Par ailleurs, les Etats-Unis ne pourront jamais faire oublier au monde et au peuple vietnamien les millions de tonnes de bombes de napalm et d’agent Orange qui, à ce jour, continuent de faire des ravages au Vietnam. Ils ne pourront jamais non plus faire oublier au monde et au peuple japonais en particulier qu’ils sont le seul pays, à ce jour, à avoir utilisé l’arme nucléaire contre un autre pays. Cuba n’oubliera pas non plus que des armes biologiques ont été utilisées contre son peuple par les Etats-Unis dans le seul et unique but de combattre la Révolution castriste après le fiasco de l’invasion de la Baie des Cochons. Sans parler de l’utilisation d’armes au phosphore blanc et à l’uranium appauvri par l’Etat sioniste contre les Palestiniens à Gaza, avec le soutien inconditionnel des Etats-Unis.

Ces rappels montrent que « l’indignation » des Etats-Unis et de leurs sous-fifres, comme la France, n’est que pure hypocrisie. En réalité, cette « indignation » n’est qu’un prétexte fabriqué de toutes pièces pour attaquer la Syrie. Comme George W. Bush dans le cas de l’Irak en 2003, Barck Obama a inventé ses « preuves » pour mener « sa guerre » au Moyen Orient.

SOUTIEN AUX TERRORISTES ET A L’ETAT SIONISTE

En fait, les vraies raisons de cette agression impérialiste que préparent Obama et Hollande sont à chercher ailleurs. Elle vise avant tout à inverser le rapport des forces qui a évolué en faveur du régime syrien contre une coalition hétéroclite composée de plusieurs groupes terroristes, de fondamentalistes soutenus par l’Arabie Saoudite et le Qatar et d’agents recrutés et payés par la Cia et d’autres services de renseignements occidentaux. Donc, objectivement, quoiqu’ils puissent dire, Obama et Hollande vont aider des djihadistes et des groupes terroristes notoires liés à Al-Qaïda, coupables des pires atrocités.

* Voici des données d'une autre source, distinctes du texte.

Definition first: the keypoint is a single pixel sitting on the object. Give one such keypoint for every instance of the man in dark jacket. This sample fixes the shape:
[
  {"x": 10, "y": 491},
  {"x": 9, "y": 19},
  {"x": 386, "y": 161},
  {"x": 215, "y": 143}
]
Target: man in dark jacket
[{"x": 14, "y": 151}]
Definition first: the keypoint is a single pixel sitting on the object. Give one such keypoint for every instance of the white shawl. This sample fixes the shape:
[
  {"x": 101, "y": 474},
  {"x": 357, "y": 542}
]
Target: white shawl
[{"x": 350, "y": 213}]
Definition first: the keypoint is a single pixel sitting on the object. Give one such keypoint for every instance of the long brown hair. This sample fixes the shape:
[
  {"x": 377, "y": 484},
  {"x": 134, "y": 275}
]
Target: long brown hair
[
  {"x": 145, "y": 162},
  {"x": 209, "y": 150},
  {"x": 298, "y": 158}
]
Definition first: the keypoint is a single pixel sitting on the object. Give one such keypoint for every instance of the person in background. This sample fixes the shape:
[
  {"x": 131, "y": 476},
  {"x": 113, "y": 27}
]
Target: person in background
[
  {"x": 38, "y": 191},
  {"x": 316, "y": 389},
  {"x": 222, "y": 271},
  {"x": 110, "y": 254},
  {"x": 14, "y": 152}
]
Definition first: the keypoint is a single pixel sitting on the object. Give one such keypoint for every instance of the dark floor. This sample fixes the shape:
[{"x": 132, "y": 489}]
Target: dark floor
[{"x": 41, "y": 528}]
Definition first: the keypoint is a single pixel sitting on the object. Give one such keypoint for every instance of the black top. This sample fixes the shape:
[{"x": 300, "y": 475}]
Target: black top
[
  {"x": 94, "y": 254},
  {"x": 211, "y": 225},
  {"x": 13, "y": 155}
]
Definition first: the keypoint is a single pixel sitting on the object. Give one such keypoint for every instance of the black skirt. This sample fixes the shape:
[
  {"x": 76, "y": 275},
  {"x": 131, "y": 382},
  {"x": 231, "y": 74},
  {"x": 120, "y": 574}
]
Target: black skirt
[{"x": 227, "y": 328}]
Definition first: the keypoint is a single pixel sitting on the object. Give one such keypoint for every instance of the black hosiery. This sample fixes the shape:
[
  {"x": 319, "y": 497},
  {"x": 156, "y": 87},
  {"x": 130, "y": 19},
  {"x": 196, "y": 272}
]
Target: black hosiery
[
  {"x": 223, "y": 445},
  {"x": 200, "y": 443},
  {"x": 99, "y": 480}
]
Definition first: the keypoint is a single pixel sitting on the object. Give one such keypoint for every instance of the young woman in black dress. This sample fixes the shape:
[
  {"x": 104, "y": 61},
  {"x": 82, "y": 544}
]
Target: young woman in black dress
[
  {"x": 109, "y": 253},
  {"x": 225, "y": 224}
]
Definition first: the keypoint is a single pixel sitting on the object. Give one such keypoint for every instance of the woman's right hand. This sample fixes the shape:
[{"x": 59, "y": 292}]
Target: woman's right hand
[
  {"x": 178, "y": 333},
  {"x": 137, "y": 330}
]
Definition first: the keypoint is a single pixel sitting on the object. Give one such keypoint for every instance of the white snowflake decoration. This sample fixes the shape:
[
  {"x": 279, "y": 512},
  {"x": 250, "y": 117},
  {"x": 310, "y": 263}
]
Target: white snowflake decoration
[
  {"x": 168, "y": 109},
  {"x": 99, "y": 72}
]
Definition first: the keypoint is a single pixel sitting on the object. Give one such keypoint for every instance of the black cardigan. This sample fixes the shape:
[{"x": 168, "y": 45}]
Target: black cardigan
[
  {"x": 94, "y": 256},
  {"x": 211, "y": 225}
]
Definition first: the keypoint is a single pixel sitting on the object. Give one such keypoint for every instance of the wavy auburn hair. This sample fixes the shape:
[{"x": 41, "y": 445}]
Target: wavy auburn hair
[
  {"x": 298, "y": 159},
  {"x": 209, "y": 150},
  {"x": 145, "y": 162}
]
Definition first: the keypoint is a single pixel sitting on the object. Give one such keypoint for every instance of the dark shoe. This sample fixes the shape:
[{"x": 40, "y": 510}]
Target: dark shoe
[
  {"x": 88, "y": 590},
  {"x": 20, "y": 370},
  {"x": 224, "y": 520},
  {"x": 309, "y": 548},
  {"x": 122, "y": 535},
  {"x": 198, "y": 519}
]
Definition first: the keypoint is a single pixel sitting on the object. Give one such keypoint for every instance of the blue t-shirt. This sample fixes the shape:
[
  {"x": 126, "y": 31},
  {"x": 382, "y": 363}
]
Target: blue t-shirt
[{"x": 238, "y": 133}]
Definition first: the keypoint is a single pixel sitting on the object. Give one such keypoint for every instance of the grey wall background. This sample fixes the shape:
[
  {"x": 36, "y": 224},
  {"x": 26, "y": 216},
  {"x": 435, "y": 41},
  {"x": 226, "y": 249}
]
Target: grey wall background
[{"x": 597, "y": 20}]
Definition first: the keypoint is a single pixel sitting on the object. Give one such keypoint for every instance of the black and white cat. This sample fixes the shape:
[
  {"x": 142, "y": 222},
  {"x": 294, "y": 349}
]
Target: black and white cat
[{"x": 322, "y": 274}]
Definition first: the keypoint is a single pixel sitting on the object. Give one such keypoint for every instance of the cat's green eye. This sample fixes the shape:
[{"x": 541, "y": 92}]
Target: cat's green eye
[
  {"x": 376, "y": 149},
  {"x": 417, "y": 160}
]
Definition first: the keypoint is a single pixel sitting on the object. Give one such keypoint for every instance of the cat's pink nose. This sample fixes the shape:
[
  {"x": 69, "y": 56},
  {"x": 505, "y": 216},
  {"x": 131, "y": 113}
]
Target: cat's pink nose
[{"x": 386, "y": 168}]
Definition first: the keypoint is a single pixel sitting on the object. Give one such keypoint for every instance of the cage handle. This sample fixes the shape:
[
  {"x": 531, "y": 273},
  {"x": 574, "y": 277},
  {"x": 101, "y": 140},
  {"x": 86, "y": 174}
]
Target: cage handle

La deuxième explication de cette guerre est l’isolement de l’Iran qui constitue le principal allié de Damas dans la région et est considéré comme l’ennemi juré de l’Etat terroriste d’Israël. D’ailleurs John Kerry a clairement indiqué que l’attaque contre la Syrie serait un message pour l’Iran et le Hezbollah, son allié au Liban. Ainsi en agressant la Syrie, Obama et Hollande exauceront-ils les vœux de l’Etat sioniste mais également ceux du régime moyenâgeux d’Arabie Saoudite. Israël verrait la « menace iranienne » affaiblie tandis que le royaume saoudien aurait les coudées plus franches pour renforcer son influence dans le monde arabo-musulman.

LES CONSEQUENCES

L’agression que préparent Obama et Hollande va semer la terreur et entraîner encore plus de morts en Syrie. Elle risque d’étendre le conflit à d’autres pays de la région, ce qui va engendrer une instabilité généralisée et une spirale incontrôlable. Cela entre justement dans la « stratégie du chaos » des Etats-Unis, qu’ils croient pouvoir utiliser pour conjurer le déclin irréversible de leur hégémonie. Mais l’agression que prépare Obama va exposer un peu plus la nature agressive et terroriste de l’impérialisme yankee. Derrière le vernis de « démocratie », se cache un système totalitaire et despotique qui n’hésite pas à faire couler le sang de milliers de personnes pour les intérêts d’une minorité de plus en plus réduite et d’un système capitaliste qui a perdu toute légitimité.

Cette agression préparée de longue date aidera sans doute aussi à faire perdre leurs dernières illusions à ceux qui croyaient encore au « changement » que Barack Obama semblait incarner lors de sa campagne de 2008. En réalité, sur bien des aspects, il est semblable à George Bush, le bourreau de Bagdad et l’un des plus grands criminels de tous les temps. Il a amplifié la terreur que ce dernier avait déclenchée avec les massacres quotidiens commis par les drones au Pakistan, en Afghanistan et ailleurs, le soutien à la subversion terroriste en Amérique latine et le scandale des écoutes révélé par Edward Snowden.

Si Obama reste sourd aux appels de l’opinion mondiale et déclenche son agression contre la Syrie, il offrirait l’occasion au Comité Nobel de le « punir » en lui retirant le Prix Nobel de la paix qu’il lui avait décerné au grand dam de l’opinion mondiale et surtout de celle des Etats-Unis. S’il reste encore un peu de crédibilité au Comité Nobel, il pourra difficilement justifier d’avoir couronné un vrai dictateur, qui n’a aucun respect pour sa propre opinion publique, pour l’opinion mondiale et pour la Charte des Nations-Unies.